Whatever they are, India's fashion gurus have been selling prohibitively expensive wear, and calling it ``haute couture''. It is not that, certainly not. But, worse, it is badly produced, and often with inferior material. And, many of the stylists concentrate on Western outfits, imagining that this is what will sell under a designer tag and for a fancy price. But now that the economy has opened up, and travel has become easier, the Indian man and woman realise that they can pick up much better stuff elsewhere than in upmarket Delhi or Mumbai. It is also less expensive. And, if a designer were to imagine that he or she can capture the world market by embellishing essentially Western dresses with ``zari'' or ``stones'', nothing can be farther from the truth. China and Japan, for instance, walked global ramps on the strength of their own individual ethnicity. Also, sad but quite true, a lot of what is Indian enjoys an initial draw because of the curiosity value. Yes, this is an excellent opening which must be backed by genuinely classy clothes.

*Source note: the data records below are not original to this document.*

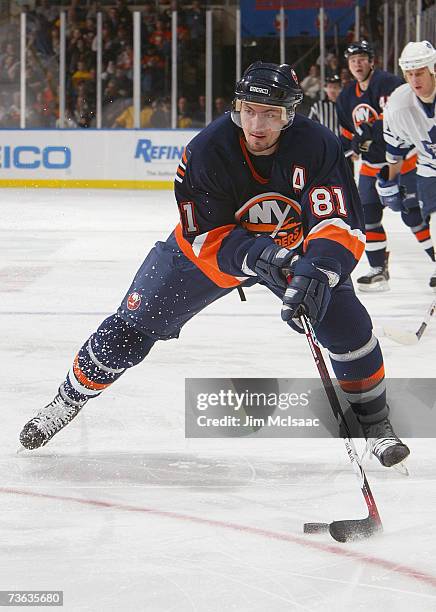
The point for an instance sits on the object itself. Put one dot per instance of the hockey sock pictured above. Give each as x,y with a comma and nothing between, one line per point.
375,244
104,357
421,230
360,374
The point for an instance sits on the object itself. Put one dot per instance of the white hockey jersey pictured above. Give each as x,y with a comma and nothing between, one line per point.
409,123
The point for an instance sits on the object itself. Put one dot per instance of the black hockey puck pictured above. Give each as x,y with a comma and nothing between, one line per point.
316,527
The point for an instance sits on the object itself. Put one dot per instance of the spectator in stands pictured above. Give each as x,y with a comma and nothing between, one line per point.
69,120
311,84
324,111
199,115
195,22
332,65
83,113
161,117
110,93
82,73
220,107
123,83
161,38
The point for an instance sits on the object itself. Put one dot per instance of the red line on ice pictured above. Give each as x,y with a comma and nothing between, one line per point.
404,570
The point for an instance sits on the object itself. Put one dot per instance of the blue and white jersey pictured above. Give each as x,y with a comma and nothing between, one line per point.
408,123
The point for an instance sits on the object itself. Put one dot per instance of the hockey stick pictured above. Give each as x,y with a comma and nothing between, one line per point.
407,337
346,530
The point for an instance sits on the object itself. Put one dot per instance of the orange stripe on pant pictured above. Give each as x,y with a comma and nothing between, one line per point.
83,380
363,384
207,261
340,235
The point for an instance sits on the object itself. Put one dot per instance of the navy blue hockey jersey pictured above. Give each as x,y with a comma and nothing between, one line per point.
232,203
355,106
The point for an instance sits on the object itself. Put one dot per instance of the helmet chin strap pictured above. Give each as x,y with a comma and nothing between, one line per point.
267,151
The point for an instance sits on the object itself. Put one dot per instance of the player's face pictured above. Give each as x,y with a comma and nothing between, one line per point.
422,81
261,125
360,66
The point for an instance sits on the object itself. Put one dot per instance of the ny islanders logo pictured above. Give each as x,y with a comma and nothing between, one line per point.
274,214
364,113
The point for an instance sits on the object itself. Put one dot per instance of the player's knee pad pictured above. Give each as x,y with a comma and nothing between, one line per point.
117,344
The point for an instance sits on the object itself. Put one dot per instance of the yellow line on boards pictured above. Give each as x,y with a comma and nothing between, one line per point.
85,184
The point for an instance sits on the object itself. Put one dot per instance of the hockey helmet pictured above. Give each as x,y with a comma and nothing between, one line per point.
271,84
358,48
418,55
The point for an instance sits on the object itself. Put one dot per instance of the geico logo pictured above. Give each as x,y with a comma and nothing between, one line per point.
30,157
259,89
149,152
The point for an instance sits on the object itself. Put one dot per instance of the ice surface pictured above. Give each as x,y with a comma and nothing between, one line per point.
120,511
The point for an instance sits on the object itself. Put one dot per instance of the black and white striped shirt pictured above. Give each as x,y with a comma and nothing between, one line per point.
324,111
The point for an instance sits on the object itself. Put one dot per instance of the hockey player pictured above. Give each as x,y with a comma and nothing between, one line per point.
263,194
360,110
410,122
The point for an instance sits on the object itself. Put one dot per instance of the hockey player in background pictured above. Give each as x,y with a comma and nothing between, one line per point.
265,196
410,122
360,109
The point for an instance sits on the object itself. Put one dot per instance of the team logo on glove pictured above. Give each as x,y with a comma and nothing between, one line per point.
274,214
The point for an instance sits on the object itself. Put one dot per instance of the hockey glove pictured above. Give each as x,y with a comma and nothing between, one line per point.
391,194
309,291
273,265
363,139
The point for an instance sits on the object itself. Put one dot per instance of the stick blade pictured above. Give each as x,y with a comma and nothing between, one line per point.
407,338
352,530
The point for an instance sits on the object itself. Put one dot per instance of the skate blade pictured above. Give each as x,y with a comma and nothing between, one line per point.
406,338
376,288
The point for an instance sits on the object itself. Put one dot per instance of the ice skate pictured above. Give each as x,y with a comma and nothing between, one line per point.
384,444
376,280
48,422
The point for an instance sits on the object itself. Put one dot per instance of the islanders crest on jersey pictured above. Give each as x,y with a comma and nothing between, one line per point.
273,214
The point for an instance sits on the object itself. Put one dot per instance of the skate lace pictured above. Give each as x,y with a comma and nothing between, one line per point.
54,416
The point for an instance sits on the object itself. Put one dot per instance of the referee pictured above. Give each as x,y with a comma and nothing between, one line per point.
324,111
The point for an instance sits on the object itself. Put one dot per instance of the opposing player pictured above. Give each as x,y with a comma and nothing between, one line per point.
360,109
263,193
410,122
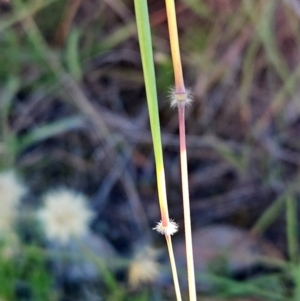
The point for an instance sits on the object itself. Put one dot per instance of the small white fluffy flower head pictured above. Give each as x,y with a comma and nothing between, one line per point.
170,229
180,99
11,192
65,215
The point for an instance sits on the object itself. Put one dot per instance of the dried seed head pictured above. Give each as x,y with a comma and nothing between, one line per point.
180,99
65,215
170,229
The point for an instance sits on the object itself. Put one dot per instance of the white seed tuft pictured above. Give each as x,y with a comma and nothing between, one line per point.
180,99
170,229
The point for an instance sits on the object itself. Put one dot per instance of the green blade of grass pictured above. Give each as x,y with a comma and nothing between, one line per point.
144,35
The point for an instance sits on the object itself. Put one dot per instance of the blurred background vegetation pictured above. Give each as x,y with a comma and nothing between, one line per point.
73,113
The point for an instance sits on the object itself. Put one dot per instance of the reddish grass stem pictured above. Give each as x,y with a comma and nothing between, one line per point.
186,203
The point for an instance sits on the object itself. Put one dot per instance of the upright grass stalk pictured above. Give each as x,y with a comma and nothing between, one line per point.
180,98
166,226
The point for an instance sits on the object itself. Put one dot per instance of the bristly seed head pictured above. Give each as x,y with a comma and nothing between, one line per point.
170,229
182,98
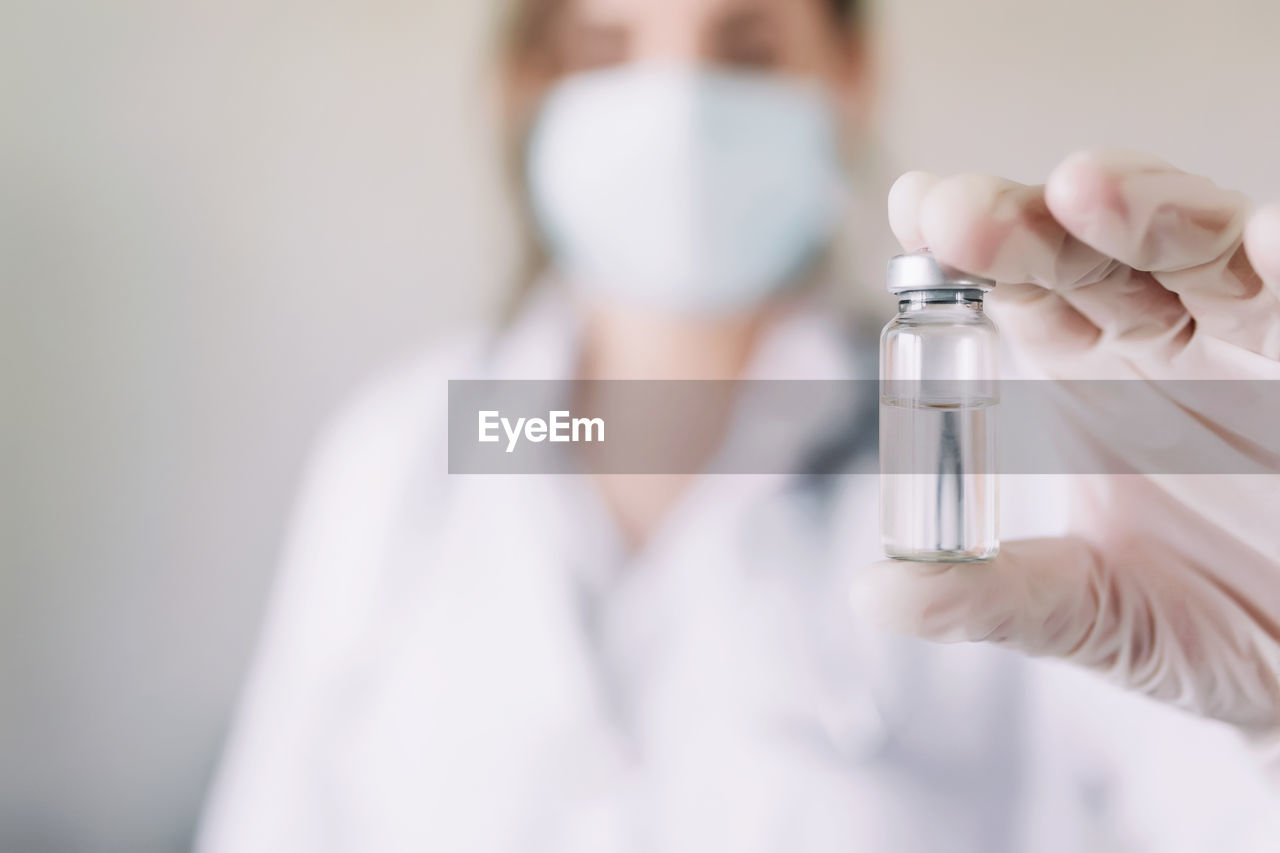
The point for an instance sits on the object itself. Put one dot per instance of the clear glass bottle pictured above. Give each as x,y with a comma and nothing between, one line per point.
940,365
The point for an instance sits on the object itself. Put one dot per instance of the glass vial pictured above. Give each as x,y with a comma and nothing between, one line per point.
940,365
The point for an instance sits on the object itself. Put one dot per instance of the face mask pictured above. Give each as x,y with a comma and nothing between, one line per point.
682,190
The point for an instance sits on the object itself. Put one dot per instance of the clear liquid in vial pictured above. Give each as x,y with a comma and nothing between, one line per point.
938,484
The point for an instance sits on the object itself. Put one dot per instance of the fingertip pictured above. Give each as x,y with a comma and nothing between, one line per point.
1262,242
959,223
904,208
1084,185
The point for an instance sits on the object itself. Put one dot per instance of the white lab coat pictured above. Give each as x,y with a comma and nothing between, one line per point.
476,664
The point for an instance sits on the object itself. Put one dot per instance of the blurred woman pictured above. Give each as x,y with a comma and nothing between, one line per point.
622,662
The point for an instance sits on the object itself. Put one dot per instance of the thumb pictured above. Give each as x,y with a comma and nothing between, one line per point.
1038,596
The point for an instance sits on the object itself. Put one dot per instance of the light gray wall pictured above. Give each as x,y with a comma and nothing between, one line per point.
216,215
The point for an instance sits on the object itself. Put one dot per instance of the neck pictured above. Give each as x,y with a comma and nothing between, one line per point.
627,343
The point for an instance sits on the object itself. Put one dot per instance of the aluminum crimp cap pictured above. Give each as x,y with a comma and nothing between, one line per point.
922,272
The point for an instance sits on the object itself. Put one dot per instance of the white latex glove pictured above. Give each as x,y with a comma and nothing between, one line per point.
1120,267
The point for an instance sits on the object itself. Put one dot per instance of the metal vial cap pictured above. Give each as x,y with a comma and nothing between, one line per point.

India has yards and yards to go here. There is hardly any experiment, and the industry suffers from a severe resource crunch. Much of what comes out of this stable is badly tailored and horrendously styled. The term ``finish'' does not exist in the nation's fashion dictionary. The colours are garish, there is little harmony in prints, and the quality of fabrics is pathetic. There is no corporate infrastructure, and this is what was emphasised during a meet in New Delhi last year. Unless mills support designers and help them with marketing, fashion will stumble on the catwalk. Equally important, it is high time that greater attention was paid to the ``pret'' line. There is enough of evening wear. What the people may well seek now are smart fits for work, and at affordable rates. Most of the international fashion houses such as Christian Dior or Versace have huge businesses in this section. In India, the development has been lopsided. One expects that the ``Fashion Week'', to be held in Mumbai in August, will address these, and envisage ways of bringing style to the streets. Otherwise, fashion will remain as elusive and as meaningless as it is now.